The monthly rate for a childcare was simply not affordable, so for us it was a day-to-day thing with no reservations beforehand. For me that meant that regardless of sun or rain or snow, I would get up and get in line at the childcare centre before 6 am to drop off my youngest for the morning or the whole day. Not another great coincidence or opportunity but absolutely worth it for me, as this allowed me more freedom on some days to connect with many of the much younger college students. I was debating international affairs with Texans and learning about China from experts, and sharing my insights on Russia in return.
That year in New York meant a lot to me and I think it is another great example of how we don’t necessarily have to pick between having a family or a career. Speaking to young women, I have heard reservations about having both, combining both and allowing for compromise. Sure, I could have only been at home in a foreign country and not connected with my surroundings while “following a man” across the world.
But, in the end this year let me learn so much more, perhaps even more than my husband. I embraced the chances offered to me and used it to grow further.

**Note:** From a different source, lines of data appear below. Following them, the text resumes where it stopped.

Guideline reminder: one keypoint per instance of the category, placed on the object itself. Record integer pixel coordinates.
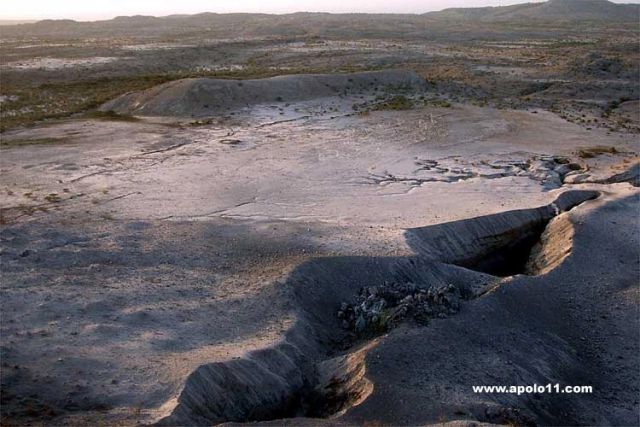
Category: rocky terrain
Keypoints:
(325, 220)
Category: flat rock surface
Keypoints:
(134, 252)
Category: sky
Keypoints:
(89, 10)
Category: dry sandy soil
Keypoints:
(190, 270)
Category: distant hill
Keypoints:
(339, 25)
(550, 11)
(4, 22)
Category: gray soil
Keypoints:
(194, 272)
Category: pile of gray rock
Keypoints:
(376, 309)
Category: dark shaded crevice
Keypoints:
(311, 373)
(499, 244)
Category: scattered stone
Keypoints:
(376, 309)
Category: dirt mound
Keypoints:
(205, 97)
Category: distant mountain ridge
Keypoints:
(353, 24)
(552, 10)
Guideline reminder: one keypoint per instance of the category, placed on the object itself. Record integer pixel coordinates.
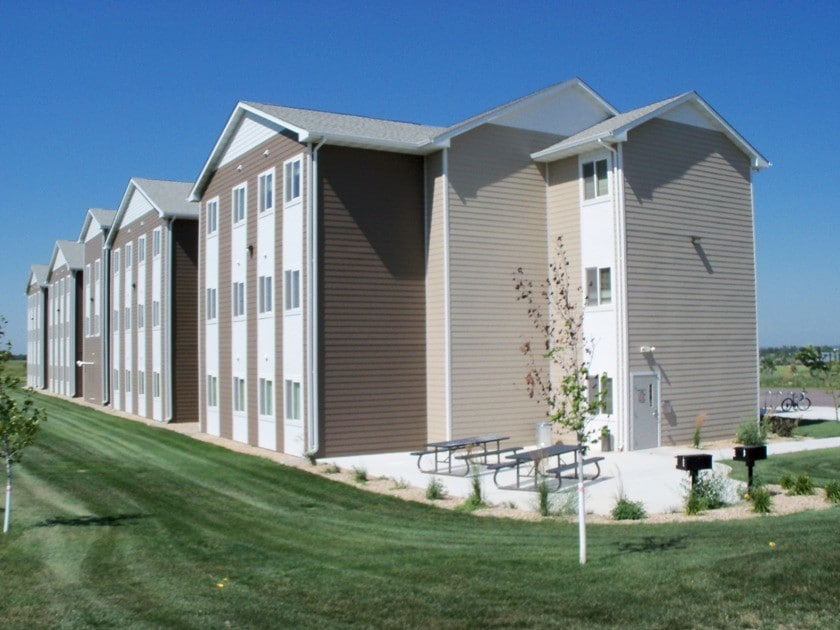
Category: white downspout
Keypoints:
(313, 424)
(447, 305)
(170, 307)
(622, 394)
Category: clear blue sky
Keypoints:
(92, 94)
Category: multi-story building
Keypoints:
(152, 287)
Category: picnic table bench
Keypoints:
(526, 463)
(478, 450)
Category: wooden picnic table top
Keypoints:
(468, 441)
(543, 452)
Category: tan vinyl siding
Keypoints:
(696, 304)
(435, 300)
(373, 355)
(497, 199)
(279, 148)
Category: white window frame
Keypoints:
(266, 193)
(212, 216)
(598, 182)
(594, 280)
(292, 180)
(239, 204)
(291, 289)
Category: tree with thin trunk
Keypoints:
(19, 420)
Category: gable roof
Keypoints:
(103, 218)
(312, 126)
(168, 198)
(72, 251)
(615, 130)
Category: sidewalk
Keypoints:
(649, 476)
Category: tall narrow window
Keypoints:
(598, 286)
(238, 394)
(293, 400)
(239, 201)
(212, 216)
(266, 397)
(266, 191)
(265, 294)
(238, 299)
(291, 278)
(291, 179)
(595, 179)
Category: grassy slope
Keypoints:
(120, 524)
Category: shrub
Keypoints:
(832, 491)
(761, 501)
(751, 433)
(627, 510)
(434, 491)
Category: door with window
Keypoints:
(645, 430)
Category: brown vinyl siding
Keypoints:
(497, 199)
(435, 301)
(372, 295)
(280, 148)
(696, 304)
(185, 322)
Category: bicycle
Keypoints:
(798, 401)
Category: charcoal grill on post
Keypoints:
(750, 455)
(694, 464)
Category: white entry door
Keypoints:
(645, 430)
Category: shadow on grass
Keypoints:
(91, 521)
(652, 543)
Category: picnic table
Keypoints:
(478, 449)
(527, 463)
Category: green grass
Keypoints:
(122, 525)
(822, 466)
(818, 428)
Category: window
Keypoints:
(595, 179)
(212, 216)
(293, 400)
(239, 200)
(238, 394)
(291, 283)
(212, 391)
(598, 286)
(266, 191)
(266, 397)
(265, 294)
(211, 303)
(238, 299)
(291, 179)
(601, 386)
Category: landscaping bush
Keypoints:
(832, 491)
(627, 510)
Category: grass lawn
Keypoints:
(822, 466)
(818, 428)
(120, 524)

I took the risks, asked strangers for favours and stepped out of my comfort zone, looking for new ways to challenge myself.
After Ithaca, we returned to Göttingen, my husband here to the university and I to my various functions in the greens. Being back in town and having stayed active, I took the next big opportunity and became a candidate for the Niedersachsen state parliament in 2008. A position I wanted but did not get.
Now I could stand here and tell you about how this was hard on me, or how ultimately it was probably for the best because one year later I did get elected into the German Bundestag.
I could continue in detail about how after one term in the Bundestag, I ran again without success, and after that lost a mayoral election to a man with 60 vs my 40% of the votes, but then tell you about how those loses are why I am now 4 years into being a Member of the European Parliament. We all know that when something doesn’t work out, something else ultimately does and less than ideal outcomes usually aren’t the end of the world, so I won’t stand here and go on about all that.
I hope my path was at least somewhat interesting to all of you, or even just to one of you. And I am excited to answer any questions you throw at me in a minute, but before I do, I’d like to leave you with the same advice I gave my daughter last week:
If you do one thing wholeheartedly, let it be trusting yourself.
Trust yourself to take risks, trust yourself to listen to your instincts, trust yourself to fail and try again; to compromise your schedule but not your values. Trust yourself to succeed even if opportunities are disguised as challenges; to pick up the phone; to ask strangers for favours and friends for help.
Trust your abilities to grow into new positions and apply even if you think you don’t match all the criteria right now. Trust yourself to know which path is right for you, even if it’s not what others expect or what seems the easiest. Trust your path.
Because who knows, maybe that path will also lead you from Göttingen to Brussels and back again.